You may know that before I dove headfirst into financial markets, I was studying to become a doctor.
I was a biology and chemistry major on the pre-med track at Elon University in Burlington, North Carolina. It was just west of what’s known as the “Research Triangle,” an area of North Carolina that houses some of the country’s most prestigious science and technology firms.
Life comes full circle because now that small geographic area in North Carolina is becoming a biotech hotspot. A recent study from Newmark shows the Triangle is the fourth-largest life-science cluster in the U.S. It’s only behind the huge metropolitan areas of Boston, San Francisco and San Diego.
And that presents us with an interesting investing idea: Become a genomics landlord.
Genomics Will Be Huge
Genomics — or DNA-based science — is the single biggest investment opportunity of our lifetimes.
I don’t say that in hyperbole or exaggeration. You know me. I’m a straight shooter, and I believe in following the data wherever it might lead. And as I’ve said before, I believe this opportunity will ultimately be bigger than the internet in terms of its overall investment potential.
Stop and think about that. It’s hard to remember what life was like before the internet. Finding information was time-consuming and often expensive. Everyday chores like paying bills or reviewing account statements took far longer. And shopping! Remember what it was like before Amazon.com? What takes five minutes today might have taken hours of trudging the malls or your local Walmart.
The internet changed all of that forever. And I am serious when I say that the genomics revolution will be even bigger.
Genomics Investing Comes in Many Forms
I’m always looking for promising genomics investments, and my readers in Green Zone Fortunes are up over 180% on half the position in one of my favorite genomics recommendations.
To find out more about my No. 1 genomics stock, click here to watch my “Imperium” presentation now.
But investing in this sector can cause indigestion… As I wrote recently, it can be like throwing a big plate of spaghetti on the wall and seeing what sticks. Many promising new applications never make it past the testing stage. And as we saw back in the internet revolution of the 1990s, not every startup makes it. Many fail to make room for the winners.
I expect to pick many of those winners, of course, and I already have. But there are more conservative ways to play this trend.
One way to play the genomics revolution without having to pick the exact winners?
Be a landlord.
The pandemic sent large swaths of America’s workforce to work from home.
But you can’t run a lab out of your living room. Apart from the health risks, it would be cost-prohibitive. So, while demand remains slack for office, retail and many other traditional real estate sectors, demand for life sciences properties has never been stronger.
Venture capital funding for life sciences is set to reach an all-time high in 2021 after reaching $26.7 billion in the first half of 2021, according to Newmark.
And that’s created a red-hot real estate market for new lab space across the U.S. The top 10 life science owners control 100 million square feet of wet laboratory space across the country.

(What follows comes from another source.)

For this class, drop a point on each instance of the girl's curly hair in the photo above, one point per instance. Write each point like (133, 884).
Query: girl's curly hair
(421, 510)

Labs tend to cluster where the talent is, which is to say around major research universities and hospitals. And today, the biggest clusters are concentrated in Boston, the San Francisco Bay Area, San Diego and the Triangle of North Carolina, which encompasses North Carolina State University, Duke University and the University of North Carolina at Chapel Hill.
The investment play here goes far beyond the labs, of course. A major influx of knowledge workers creates demand for high-end housing and retail and other supporting industries such as logistics and telecom.
But if you want to focus your landlord duties within the life sciences space, there are several public real estate investment trusts (REITs) with exposure to the sector. To give an example, Alexandria Real Estate Equities Inc. (NYSE: ARE) specializes in the sector and has a major presence in every major life sciences cluster. The REIT owns over 40 million square feet in life science properties.
It’s not the highest-yielding REIT at 2.2%. But it rates a “Bullish” 66 out of 100 on my Green Zone Ratings system, including an impressive 97 on the system’s growth factor.
Over the past five years, Alexandria has crushed its competition, rising 87% versus just 23% for the Vanguard Real Estate Index Fund (NYSE: VNQ).
And importantly, while many real estate sectors may be dealing with long-term oversupply issues for years to come due to the rise of internet commerce and changing work preferences, Alexandria’s portfolio is virtually future-proof.
If you’re looking to benefit from the general trend of capital flowing into this trend, being a genomics landlord is a good way to play it.